Emotional numbing and marked reduction in interest or participation in activities can also occur. For example, a tornado survivor may avoid feeling fear by expressing anger toward the government for not warning her and her family in time. Emotional numbing has been called alexithymia, the inability or difficulty in describing or being aware of one's emotions or moods. In response to the ever-present therapy question, "How does that make you feel?" a patient may respond, "I don't know what I feel!" and actually mean it.

"I feel like a stranger when I'm with my wife. I feel like she's on the other side of the world, even though she's lying right next to me in bed." These statements capture the experience of feeling detached or estranged from other people. It is not uncommon for a PTSD sufferer to feel intensely alone and alienated. He or she may have difficulty feeling love toward anyone, even people the PTSD sufferer can state he or she loves verbally, but without affect.

Finally, PTSD can involve a feeling that one might never grow up, get old, or have a future. They may engage in risk taking because they "know they won't live past 25 anyway." They can't imagine themselves grown up. Lenore Terr discusses this in length in her excellent book about PTSD in children, Too Scared to Cry.

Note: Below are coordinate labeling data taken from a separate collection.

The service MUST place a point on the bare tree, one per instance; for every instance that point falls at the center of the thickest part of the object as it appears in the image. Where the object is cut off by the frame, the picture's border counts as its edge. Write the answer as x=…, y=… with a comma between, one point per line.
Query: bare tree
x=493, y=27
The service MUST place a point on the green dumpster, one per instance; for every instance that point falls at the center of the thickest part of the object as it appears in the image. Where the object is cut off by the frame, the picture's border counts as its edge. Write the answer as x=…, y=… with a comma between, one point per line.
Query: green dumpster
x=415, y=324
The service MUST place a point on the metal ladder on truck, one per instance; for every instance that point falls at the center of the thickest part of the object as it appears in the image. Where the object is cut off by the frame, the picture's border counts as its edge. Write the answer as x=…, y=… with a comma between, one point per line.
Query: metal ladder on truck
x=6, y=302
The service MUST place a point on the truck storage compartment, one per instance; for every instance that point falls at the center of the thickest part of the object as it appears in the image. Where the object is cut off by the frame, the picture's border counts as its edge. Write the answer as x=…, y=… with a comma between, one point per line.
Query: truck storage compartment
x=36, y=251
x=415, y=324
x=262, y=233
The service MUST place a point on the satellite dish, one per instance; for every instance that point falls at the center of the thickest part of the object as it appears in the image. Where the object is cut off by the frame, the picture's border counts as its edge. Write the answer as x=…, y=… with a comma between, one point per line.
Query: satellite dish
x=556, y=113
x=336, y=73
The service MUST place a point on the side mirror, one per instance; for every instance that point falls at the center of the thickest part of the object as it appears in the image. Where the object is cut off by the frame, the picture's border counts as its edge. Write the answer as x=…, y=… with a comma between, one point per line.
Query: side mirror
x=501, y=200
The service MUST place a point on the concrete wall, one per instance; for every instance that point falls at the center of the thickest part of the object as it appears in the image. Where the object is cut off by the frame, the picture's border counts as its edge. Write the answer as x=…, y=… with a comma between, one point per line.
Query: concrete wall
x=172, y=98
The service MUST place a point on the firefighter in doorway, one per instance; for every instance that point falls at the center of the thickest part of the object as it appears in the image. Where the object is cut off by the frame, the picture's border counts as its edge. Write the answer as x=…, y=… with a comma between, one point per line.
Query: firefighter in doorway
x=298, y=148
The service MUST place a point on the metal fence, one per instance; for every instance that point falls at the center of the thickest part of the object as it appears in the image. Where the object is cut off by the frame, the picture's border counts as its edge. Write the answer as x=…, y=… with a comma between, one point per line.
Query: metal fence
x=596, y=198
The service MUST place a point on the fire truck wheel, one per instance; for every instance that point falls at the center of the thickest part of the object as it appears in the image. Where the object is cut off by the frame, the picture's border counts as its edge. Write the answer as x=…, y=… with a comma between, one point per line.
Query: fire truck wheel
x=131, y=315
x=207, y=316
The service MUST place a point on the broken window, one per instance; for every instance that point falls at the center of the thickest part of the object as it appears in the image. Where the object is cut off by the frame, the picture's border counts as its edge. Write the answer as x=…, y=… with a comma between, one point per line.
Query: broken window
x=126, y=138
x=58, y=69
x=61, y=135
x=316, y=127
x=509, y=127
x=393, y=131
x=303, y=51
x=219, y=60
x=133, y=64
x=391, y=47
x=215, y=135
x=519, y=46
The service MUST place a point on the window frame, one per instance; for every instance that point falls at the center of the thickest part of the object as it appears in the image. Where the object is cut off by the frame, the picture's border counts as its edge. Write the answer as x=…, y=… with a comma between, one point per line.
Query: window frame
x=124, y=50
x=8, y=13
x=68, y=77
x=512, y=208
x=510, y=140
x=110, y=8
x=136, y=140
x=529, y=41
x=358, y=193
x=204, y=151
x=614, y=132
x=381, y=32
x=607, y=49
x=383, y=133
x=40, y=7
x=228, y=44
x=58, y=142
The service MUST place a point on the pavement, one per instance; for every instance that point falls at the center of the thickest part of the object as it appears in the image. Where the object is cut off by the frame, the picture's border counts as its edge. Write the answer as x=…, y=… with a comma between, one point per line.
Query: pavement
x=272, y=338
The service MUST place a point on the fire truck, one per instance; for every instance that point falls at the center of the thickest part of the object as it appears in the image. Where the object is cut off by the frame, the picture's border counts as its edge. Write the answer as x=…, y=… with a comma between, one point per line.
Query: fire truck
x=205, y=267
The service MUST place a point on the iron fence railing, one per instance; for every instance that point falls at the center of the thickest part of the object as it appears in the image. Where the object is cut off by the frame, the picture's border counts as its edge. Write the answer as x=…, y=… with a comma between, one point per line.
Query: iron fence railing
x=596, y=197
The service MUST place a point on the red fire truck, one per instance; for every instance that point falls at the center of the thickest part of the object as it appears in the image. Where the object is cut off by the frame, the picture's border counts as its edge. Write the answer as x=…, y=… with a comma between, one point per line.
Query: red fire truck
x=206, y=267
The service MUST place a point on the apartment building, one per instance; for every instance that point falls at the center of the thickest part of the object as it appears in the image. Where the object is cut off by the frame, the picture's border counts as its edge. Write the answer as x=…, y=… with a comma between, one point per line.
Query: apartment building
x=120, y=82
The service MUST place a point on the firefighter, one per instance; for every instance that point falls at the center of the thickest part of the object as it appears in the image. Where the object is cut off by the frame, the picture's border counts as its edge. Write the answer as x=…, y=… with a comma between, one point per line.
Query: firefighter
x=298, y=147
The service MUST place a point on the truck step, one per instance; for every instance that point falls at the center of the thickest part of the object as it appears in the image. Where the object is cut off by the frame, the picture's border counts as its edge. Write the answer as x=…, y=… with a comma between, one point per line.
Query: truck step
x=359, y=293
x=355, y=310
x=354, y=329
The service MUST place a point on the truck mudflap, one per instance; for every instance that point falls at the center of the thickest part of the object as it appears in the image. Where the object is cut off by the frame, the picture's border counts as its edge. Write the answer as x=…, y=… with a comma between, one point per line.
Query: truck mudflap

Perhaps considered an ironic twist on the symptoms of avoidance, PTSD sufferers can sometimes engage in the exact opposite of avoidance and immerse themselves in trauma-related activities or stimuli. A Vietnam veteran may obsessively collect and compulsively view movies about the war, for example. van der Kolk (1996) identifies thee ways in which this immersion, or what he calls compulsive reexposure, (p.10) might occur: (1) Inflicting harm on others as a form of reenactment of the original trauma, (2) self-destructiveness such as self-mutilation or parasuicidal behavior, and (3) revictimization or being traumatized again and again in the same manner as before.

Arousal (Criterion D)

Posttraumatic Stress Disorder sufferers' minds and bodies can be in a constant state of alert and arousal. They can suffer sleep difficulties, exaggerated responses to being startled, irritability, outbursts of anger, poor concentration, and hyper-vigilance (always ready for something to occur). They are viewed as overreacting and can see their world as a dangerous or threatening place, reacting intensely to relatively nonintense stimuli. War veterans suffering from PTSD might find themselves on "patrol" of their neighborhoods, looking to "protect" and react to some impending danger. A hyperaroused parent of a child who nearly died from a serious illness might pull out the thermometer at the slightest sign of increased temperature and has the pediatric emergency doctor on speed-dial. Hyperaroused individuals can be "jumpy," becoming startled from the backfire of a passing car. Quite simply, these individuals have lost the ability to down-regulate their mind's and body's danger response system. They cannot "turn it off" so to speak. This experience can sometimes lead to intense feelings of demoralization and powerlessness as a sufferer may become overwhelmed by both the intense arousal and by the inability to deescalate. It can feel as if one's body is "out of control" and they might fear they are "losing their minds."